MTG Standard may soon be a much bigger paper format, as it's about to become the focus for the next year of competitive Magic: The Gathering events.

Wizards of the Coast has released details on 2025’s Magic: The Gathering’s Regional Championship Qualifiers, and it looks like Standard is going to be the main competitive format for next year. Three of the next four RCQs are Standard Constructed, with the only outlier being a bout of Modern as the first round of the 2025-2026 season.

RCQs are sanctioned events held by stores, where the best players can qualify for Regional Championship tournaments. The decision to make Standard the main format for these events is going to push players who want to be competitive to come back to it.
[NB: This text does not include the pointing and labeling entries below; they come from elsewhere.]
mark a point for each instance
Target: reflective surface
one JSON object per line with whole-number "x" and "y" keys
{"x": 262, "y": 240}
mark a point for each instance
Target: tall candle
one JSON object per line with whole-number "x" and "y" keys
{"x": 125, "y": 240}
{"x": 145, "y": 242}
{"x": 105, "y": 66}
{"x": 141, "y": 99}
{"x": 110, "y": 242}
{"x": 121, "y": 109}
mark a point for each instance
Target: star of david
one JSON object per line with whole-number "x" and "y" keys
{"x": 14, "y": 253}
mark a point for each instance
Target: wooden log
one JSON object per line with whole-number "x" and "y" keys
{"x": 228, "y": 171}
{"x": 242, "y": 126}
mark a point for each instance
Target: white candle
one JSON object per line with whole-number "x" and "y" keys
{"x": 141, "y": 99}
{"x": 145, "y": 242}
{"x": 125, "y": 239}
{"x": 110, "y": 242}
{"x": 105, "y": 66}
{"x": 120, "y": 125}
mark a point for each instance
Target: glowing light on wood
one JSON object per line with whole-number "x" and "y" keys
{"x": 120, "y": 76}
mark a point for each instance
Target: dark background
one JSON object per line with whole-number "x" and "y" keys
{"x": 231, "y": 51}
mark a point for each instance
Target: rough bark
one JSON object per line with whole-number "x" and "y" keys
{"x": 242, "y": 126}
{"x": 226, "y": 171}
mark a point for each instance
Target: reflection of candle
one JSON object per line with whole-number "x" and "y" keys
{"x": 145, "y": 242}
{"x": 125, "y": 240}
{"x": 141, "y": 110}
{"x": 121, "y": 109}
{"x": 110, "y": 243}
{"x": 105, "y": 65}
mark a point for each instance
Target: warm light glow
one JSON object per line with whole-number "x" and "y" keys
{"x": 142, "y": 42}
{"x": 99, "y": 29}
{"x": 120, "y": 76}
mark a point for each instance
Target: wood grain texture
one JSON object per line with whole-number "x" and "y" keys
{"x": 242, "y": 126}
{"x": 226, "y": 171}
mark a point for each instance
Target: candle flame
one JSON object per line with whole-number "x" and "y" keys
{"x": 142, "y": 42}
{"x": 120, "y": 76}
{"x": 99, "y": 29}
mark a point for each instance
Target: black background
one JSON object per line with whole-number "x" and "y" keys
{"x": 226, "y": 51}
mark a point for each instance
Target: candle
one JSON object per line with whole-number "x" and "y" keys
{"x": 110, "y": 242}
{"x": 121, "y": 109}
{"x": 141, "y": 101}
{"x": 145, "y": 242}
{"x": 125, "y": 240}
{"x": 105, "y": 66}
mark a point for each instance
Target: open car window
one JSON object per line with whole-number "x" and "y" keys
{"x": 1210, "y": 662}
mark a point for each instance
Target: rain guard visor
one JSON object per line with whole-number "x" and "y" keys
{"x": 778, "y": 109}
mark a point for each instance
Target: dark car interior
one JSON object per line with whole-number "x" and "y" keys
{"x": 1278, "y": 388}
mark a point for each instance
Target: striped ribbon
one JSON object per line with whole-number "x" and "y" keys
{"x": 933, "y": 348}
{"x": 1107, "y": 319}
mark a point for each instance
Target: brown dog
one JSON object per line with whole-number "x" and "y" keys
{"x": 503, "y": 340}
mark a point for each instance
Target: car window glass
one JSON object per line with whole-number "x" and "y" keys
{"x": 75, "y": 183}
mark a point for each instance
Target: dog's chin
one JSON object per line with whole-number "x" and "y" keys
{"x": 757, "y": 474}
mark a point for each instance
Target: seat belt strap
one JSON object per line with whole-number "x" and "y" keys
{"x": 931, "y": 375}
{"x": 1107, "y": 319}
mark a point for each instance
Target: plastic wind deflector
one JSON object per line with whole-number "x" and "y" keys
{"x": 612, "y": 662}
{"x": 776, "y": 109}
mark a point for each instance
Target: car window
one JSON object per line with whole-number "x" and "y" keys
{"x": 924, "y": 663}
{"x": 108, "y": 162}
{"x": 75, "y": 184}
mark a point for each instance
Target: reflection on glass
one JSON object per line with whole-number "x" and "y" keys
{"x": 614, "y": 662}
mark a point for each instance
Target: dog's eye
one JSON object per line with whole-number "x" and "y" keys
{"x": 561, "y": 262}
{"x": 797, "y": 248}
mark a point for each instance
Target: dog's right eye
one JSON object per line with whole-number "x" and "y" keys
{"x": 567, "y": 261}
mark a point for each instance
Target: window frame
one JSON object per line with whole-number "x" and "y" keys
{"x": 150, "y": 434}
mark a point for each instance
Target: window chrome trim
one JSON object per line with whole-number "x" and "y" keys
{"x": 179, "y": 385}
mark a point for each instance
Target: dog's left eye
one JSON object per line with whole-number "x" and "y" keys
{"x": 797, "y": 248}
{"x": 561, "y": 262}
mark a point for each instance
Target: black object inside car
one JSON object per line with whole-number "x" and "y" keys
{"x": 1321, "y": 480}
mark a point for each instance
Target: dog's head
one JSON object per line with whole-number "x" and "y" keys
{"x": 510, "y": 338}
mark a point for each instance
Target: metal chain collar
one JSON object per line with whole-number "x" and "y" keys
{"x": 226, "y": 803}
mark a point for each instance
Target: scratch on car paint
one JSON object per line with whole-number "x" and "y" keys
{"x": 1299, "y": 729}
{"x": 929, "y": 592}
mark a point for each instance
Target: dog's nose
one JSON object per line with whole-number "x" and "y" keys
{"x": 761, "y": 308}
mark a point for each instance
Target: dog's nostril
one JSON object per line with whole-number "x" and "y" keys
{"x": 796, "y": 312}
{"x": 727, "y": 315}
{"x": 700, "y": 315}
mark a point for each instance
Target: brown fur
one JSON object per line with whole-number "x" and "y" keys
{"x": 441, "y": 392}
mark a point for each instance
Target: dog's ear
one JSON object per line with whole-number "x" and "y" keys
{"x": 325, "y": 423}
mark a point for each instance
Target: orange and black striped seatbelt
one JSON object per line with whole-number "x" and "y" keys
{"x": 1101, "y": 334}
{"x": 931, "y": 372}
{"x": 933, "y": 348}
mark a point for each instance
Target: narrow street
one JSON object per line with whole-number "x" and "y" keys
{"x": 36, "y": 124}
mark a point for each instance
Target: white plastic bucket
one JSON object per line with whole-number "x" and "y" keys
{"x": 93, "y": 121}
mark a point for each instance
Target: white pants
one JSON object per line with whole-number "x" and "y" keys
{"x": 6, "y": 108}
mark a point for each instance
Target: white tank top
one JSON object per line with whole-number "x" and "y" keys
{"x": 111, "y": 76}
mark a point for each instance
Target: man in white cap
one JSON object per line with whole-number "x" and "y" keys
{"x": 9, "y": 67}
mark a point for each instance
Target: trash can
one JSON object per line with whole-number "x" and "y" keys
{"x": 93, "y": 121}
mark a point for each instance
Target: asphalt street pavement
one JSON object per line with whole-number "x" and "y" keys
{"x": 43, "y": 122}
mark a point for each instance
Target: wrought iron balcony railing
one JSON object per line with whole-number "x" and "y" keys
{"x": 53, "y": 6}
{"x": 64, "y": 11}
Sticking with just Modern is going to drastically reduce your chances of qualifying.

MTG Foundations art showing Liliana and Ajani

Standard has plenty of players on Arena, of course, where it’s by far the most popular MTG format. But paper Standard has struggled in the last few years, as players blanche at buying expensive MTG cards that will rotate in just a year or two. This new schedule combats that to an extent: with three events across the next 12 months, players will have the chance to enter multiple RCQs with the same set of decks.

However, the new RCQ schedule is bad news for Pioneer players, who have absolutely zero events to look forward to in the coming year, at least none that have been announced so far. This comes not long after the format was given a much-needed shakeup thanks to recent MTG banlist changes. Furthermore, the recent Pioneer RC event in Washington DC had 2,000 in attendance – a pretty massive turnout.

This Standard-focus is another sign that Wizards is taking steps to revitalize paper Standard, something it promised to do in May of last year. Since then, the biggest step taken is still that early decision to switch to a three year rotation, giving cards greater longevity in the format.

However, next up on the MTG release schedule is MTG Foundations, a set with huge implications for Standard. This batch of cards will be legal for the next five years, if not forever, providing a non-rotating backbone for the format.